Database Performance Optimization for High-concurrency Queue Processing Business

By digoal

Background

In e-commerce scenarios, there may be situations where upstream and downstream relationships exist. After a user places an order, both the upstream and downstream manufacturers generate an order record in their respective systems and exchange the information. Upon receiving the feedback order, the local system caches the order records in a queue. The background process then retrieves the orders from the cache and proceeds with the processing.

The core of this process involves high-speed writing to the queue, sequential extraction of orders from the queue, high-speed processing, and removal of processed order records from the queue.

However, in highly concurrent processing, there is a possibility of generating hotspots. This can lead to bottlenecks such as lock conflicts, wastage of I/O scanning and CPU calculation, and I/O and CPU calculation wastage caused by delayed clearing of index versions after processing the orders.

This article provides optimization methods and a demo for database performance optimization for queue processing business. These optimizations can improve performance by 10 to 20 times.

DEMO

1. Test environment

MacBook Pro (15-inch, 2018)  
2.2 GHz six-core Intel Core i7  
32 GB 2400 MHz DDR4  
  
PostgreSQL 15.1

Because the environment is macos, you may need to set ulimit.

ulimit -n 1000000

2. The processing queue list of the upstream write orders.

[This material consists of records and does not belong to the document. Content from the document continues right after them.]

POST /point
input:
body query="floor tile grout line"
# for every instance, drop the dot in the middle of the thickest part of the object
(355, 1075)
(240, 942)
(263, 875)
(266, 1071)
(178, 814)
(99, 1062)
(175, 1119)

create table t_order_q (  
  id serial8 primary key,   --Auto-increment primary key
  order_id uuid unique,     --The order number passed from the upstream
  cts timestamp not null    --The creation time of the order passed from the upstream.
);   
  
-- create index on t_order_q (cts);   --If the order is retrieved according to the order time, you need to create a time field index. You can also process the order according to the auto-increment primary key order. At this time, the time index is not required.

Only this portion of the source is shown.